Mais qui est-il ? Un être léger, tendre, insouciant, insaisissable, profond, en détresse et primal. Sa liberté totale, quoiqu’impressionnante et admirable, est surtout inquiétante. Sa situation ne le choque pas, même quand certains de ses clients le malmènent et abîment son corps qui se dégrade de plus en plus, du fait des produits illicites qu’il consomme par ailleurs. Dans ce monde marginal et sombre, Léo est un ovni, un rayon de soleil qui ne cesse de briller par son énergie et sa tendresse.

La force de Sauvage est ainsi cette confrontation dans la mise en scène, d’abord entre la violence de cette activité peu commune et la douceur et la légèreté d’un jeune homme en quête d’amour, mais également entre la détresse et la béatitude. Mais cette contradiction n’aurait pas pu toucher, fasciner et piquer le spectateur sans l’aide de Félix Maritaud, découvert dans 120 battements par minute de Robin Campillo, qui incarne le protagoniste avec brio, après des séances de travail très difficiles, mais nécessaires pour produire un film au plus proche du réel.

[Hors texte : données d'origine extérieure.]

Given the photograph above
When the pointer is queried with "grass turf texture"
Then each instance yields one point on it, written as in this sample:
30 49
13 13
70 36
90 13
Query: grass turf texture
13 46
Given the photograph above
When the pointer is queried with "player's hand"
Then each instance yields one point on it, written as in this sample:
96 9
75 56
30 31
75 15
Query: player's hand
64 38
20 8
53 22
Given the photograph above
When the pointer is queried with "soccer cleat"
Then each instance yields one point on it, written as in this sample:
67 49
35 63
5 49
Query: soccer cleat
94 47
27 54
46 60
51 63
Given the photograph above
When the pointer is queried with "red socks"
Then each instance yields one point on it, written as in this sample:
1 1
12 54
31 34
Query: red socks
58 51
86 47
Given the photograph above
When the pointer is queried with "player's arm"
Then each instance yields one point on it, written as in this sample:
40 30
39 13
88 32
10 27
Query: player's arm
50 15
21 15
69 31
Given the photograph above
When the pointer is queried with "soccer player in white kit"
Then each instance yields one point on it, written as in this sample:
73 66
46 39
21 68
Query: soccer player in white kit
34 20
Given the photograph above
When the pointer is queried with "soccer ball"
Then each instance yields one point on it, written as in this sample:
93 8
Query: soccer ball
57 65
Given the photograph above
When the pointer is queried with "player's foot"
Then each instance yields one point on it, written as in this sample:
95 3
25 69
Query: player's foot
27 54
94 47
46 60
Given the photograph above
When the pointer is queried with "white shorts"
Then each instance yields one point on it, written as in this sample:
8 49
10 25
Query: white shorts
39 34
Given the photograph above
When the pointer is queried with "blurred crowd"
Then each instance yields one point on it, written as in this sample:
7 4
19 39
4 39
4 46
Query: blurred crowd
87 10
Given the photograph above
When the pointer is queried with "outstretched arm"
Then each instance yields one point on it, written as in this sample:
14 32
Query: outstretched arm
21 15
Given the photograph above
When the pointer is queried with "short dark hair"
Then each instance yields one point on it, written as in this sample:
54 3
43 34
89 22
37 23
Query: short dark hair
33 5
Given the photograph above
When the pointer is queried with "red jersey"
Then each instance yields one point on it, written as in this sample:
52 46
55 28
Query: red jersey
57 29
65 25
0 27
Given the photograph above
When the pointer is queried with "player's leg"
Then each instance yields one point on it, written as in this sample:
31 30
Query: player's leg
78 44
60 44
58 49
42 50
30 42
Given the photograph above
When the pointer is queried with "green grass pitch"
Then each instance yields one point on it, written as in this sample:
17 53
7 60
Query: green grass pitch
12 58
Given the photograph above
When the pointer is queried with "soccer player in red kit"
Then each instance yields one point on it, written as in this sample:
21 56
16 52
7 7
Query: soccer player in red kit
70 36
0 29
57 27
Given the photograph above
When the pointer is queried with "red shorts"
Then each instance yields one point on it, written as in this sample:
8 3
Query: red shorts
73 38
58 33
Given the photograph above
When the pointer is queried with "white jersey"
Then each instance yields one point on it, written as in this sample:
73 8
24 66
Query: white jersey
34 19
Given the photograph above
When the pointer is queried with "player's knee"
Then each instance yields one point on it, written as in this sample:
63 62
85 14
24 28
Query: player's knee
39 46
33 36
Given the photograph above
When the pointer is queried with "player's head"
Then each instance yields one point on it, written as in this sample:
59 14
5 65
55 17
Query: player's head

Le corps, outil de travail des prostitués

Car pour arriver à un tableau si réaliste de ce monde de la prostitution masculine, notamment sur la mécanique du corps à louer, Camille Vidal-Naquet est parti à la rencontre, par le biais d’une association, de prostitués du bois de Boulogne, pendant trois ans, pour faire un véritable travail de documentariste. Des recherches qui s’illustrent très clairement dans son premier long-métrage à travers le jeu des acteurs-prostitués et de leur façon de se tenir, de leur impudeur professionnelle,  de leur liberté machinale du corps et de leurs problèmes d’hygiène et de santé.

Dès la première scène du film, Camille Vidal-Naquet fait comprendre qu’il ne passe pas par quatre chemins pour aller droit au but : Léo se fait étrangement ausculter, puis masturber par un médecin qui se révèle être un de ses clients. Une entrée en matière surprenante, reflétant le désir du réalisateur de ne rien cacher, de la fellation à la sodomie, en passant par l’image d’un énorme plug anal accompagné de lubrifiant. Les âmes sensibles pourront sûrement s’offusquer de tant de nudité et de relations sexuelles. Mais il est difficile de parler de manière réaliste de la prostitution et du rapport au corps, sans que celui-ci soit présent.

Sauvage est un film fort, touchant, drôle parfois, qui réussit à nous offrir un moment de paix dans un cadre sombre, grâce à une mise en scène intelligente et percutante et à l’incroyable jeu de Félix Maritaud.

Sauvage, film réalisé par Camille Vidal-Naquet, avec Félix Maritaud, Éric Bernard, Nicolas Dibla, Philippe Ohrel, Marie Seux, Lucas Bleger, Camille Müller, Philippe Couerre et Jean-Pierre Basté, présenté au festival de Cannes, durant la semaine de la critique. Durée: 1h37. Sortie française au cinéma : le 22 août 2018.